Architect and senior lecturer at the University of Technology Sydney (UTS), Urtzi Grau, has partnered with architects Jocelyn Froimovich, Stefano Rolla and Laura Signorelli to create a library in the Lorenteggio district of Milan that will anchor the neighbourhood’s social and cultural activities.

The new library will house recreation and reading areas, music and new media resources and spaces for creativity, training and study. In summer, the walls of the ground floor will open out onto the surrounding park.

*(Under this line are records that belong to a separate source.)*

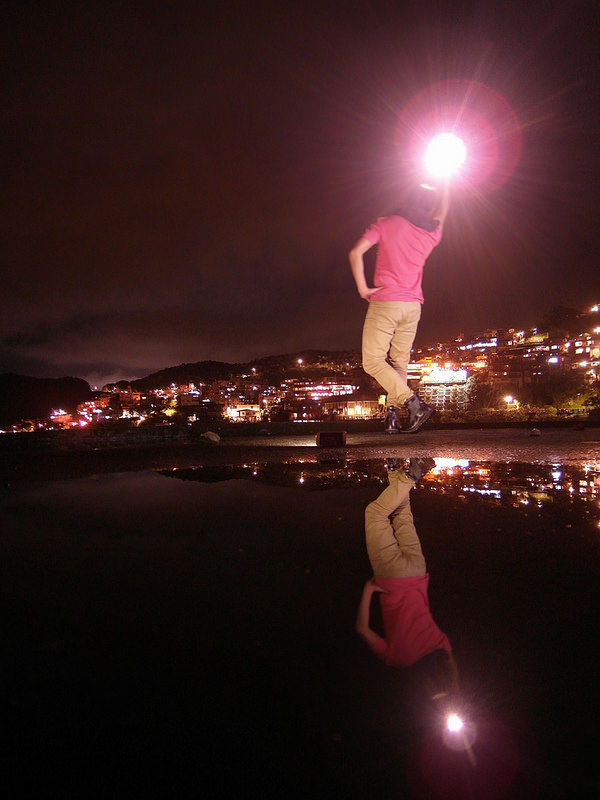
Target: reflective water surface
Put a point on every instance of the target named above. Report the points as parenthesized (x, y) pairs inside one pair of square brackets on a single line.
[(195, 628)]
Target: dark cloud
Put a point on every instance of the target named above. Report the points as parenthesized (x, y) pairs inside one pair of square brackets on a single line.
[(182, 184)]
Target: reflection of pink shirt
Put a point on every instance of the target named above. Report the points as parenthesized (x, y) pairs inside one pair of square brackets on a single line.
[(402, 251), (410, 632)]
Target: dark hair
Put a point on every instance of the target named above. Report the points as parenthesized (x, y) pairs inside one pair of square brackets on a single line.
[(434, 676), (419, 206)]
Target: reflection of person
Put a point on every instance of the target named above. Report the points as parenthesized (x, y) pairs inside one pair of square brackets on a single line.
[(400, 579), (404, 241)]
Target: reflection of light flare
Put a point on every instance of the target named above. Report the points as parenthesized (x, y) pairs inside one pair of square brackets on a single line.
[(454, 723)]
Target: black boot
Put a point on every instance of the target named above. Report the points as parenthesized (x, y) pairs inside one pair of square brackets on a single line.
[(391, 421), (417, 467), (418, 414)]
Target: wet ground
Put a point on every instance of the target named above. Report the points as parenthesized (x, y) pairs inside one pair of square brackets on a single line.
[(190, 632)]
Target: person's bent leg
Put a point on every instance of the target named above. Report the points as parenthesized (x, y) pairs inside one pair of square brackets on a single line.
[(393, 545), (378, 332), (407, 322)]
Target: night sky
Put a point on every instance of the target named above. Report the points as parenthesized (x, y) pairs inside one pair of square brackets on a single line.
[(182, 184)]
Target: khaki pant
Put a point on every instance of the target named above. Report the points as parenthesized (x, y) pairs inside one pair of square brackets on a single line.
[(388, 335), (392, 542)]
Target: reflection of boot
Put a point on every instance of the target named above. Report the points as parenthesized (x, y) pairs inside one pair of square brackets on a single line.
[(418, 467), (391, 421), (419, 412)]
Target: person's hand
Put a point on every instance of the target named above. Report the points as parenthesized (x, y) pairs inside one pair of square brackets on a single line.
[(367, 293), (374, 587)]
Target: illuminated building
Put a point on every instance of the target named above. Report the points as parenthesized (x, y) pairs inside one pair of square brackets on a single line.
[(353, 406), (445, 389)]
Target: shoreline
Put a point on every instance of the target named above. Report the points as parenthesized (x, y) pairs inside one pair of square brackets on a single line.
[(63, 462)]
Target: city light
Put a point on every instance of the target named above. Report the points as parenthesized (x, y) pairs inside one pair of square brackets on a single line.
[(445, 155)]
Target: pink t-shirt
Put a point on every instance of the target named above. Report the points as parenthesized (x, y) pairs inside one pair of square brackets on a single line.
[(410, 632), (401, 255)]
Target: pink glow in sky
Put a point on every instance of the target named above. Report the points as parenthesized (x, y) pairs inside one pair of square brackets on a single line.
[(479, 116)]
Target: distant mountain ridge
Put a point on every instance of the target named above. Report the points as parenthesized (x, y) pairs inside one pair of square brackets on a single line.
[(24, 397), (272, 367)]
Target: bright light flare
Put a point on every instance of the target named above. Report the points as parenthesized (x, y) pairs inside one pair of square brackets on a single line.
[(454, 723), (445, 155)]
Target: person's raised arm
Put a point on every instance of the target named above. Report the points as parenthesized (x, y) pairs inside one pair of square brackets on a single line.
[(357, 265), (363, 615), (444, 203)]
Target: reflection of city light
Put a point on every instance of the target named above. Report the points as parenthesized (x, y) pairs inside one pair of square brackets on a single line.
[(445, 463)]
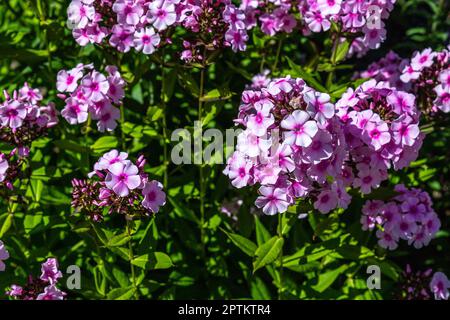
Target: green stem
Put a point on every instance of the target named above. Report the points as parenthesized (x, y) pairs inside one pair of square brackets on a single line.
[(164, 125), (201, 173), (277, 56), (122, 123), (280, 267), (131, 257)]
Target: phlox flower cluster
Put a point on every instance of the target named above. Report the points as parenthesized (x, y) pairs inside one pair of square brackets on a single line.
[(23, 119), (293, 146), (424, 285), (353, 16), (428, 74), (121, 186), (4, 255), (408, 216), (381, 126), (213, 24), (147, 25), (42, 288), (88, 92)]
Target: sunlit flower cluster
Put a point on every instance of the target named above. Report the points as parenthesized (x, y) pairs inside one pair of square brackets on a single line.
[(293, 146), (423, 285), (23, 119), (381, 126), (42, 288), (87, 92), (147, 25), (408, 216), (352, 16), (121, 187), (428, 73)]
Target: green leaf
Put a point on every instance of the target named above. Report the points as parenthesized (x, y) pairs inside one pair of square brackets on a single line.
[(154, 260), (6, 224), (259, 290), (118, 240), (246, 245), (169, 84), (262, 235), (183, 211), (299, 72), (267, 252), (121, 293), (104, 144), (326, 279), (31, 221), (341, 51)]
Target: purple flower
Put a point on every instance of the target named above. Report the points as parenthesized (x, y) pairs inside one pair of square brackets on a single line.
[(50, 272), (110, 158), (154, 197), (272, 200), (75, 111), (439, 285), (161, 14), (146, 40), (237, 39), (300, 130), (122, 37), (95, 86), (122, 177), (68, 81), (239, 170), (4, 255), (128, 11), (320, 106), (12, 114), (387, 239), (51, 293), (422, 59)]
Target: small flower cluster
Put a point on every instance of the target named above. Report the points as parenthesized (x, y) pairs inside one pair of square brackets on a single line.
[(428, 74), (23, 119), (146, 25), (421, 285), (122, 187), (381, 130), (91, 93), (353, 16), (42, 288), (408, 216), (293, 146), (4, 255)]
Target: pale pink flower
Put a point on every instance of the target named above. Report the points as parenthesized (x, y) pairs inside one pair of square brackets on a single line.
[(122, 178), (301, 130), (161, 14), (272, 200), (154, 197), (4, 255), (440, 286), (146, 40)]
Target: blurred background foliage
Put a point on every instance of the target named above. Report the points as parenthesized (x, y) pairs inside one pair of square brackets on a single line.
[(324, 256)]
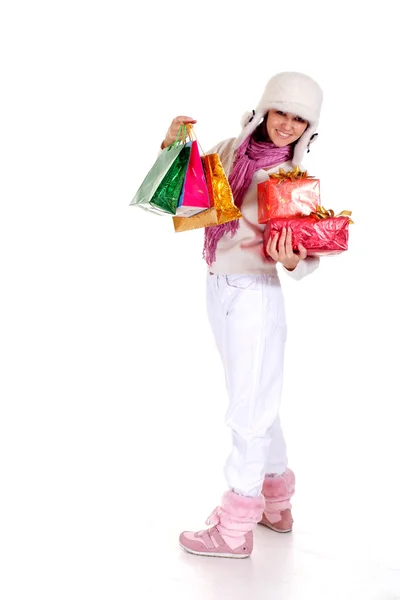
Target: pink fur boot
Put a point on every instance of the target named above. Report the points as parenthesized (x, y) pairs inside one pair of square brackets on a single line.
[(277, 492), (231, 534)]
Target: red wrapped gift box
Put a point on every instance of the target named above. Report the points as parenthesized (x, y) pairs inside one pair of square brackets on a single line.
[(321, 234), (287, 194)]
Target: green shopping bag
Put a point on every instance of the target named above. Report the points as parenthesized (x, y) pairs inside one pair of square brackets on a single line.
[(160, 191)]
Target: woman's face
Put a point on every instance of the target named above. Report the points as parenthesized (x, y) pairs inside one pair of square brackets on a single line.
[(284, 128)]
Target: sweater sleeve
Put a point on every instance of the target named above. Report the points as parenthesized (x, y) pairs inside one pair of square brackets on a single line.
[(305, 267)]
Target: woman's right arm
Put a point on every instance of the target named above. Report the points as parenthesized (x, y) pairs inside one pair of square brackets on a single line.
[(173, 130)]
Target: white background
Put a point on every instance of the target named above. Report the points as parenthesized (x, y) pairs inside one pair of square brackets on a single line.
[(112, 397)]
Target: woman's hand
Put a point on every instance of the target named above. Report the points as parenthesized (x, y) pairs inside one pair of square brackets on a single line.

“The brief for the project included social spaces, it included multifunctional rooms that would allow for activities that aren’t usually associated with a library, like job classes, concerts, kids’ activities – it’s an expanded version of a library that I think is also quite contemporary,” says Grau.

Energy efficiency and sustainability measures are also key to the design. Designed as a greenhouse, the library will have almost no carbon footprint. Solar panels on the roof will enable the building to provide energy to the city grid.

Despite its contemporary feel, Grau says the new library is a nod to the post-war period in which Lorenteggio was built, a time when Milan was going through a wave of modernisation that brought with it a sense of almost limitless potential.  

Grau and his team’s winning design for the Lorenteggio library was selected by the City Council of Milan from more than 200 entries, and responds to years of urban studies and other participatory design initiatives that defined the needs of the Lorenteggio community. It is part of a wider regeneration plan that will strengthen the neighbourhood’s public spaces.  

“We’re coming out of a period in time where we look at city centres as the only place where things should be happening,” says Grau.

“Suburbs on the periphery are still part of the city; therefore, they have rights to the city that’s equal to all other places. This sort of revitalisation project is about recognising those rights and the rights of the citizens, and mitigating the difference in investment, transformation and value.”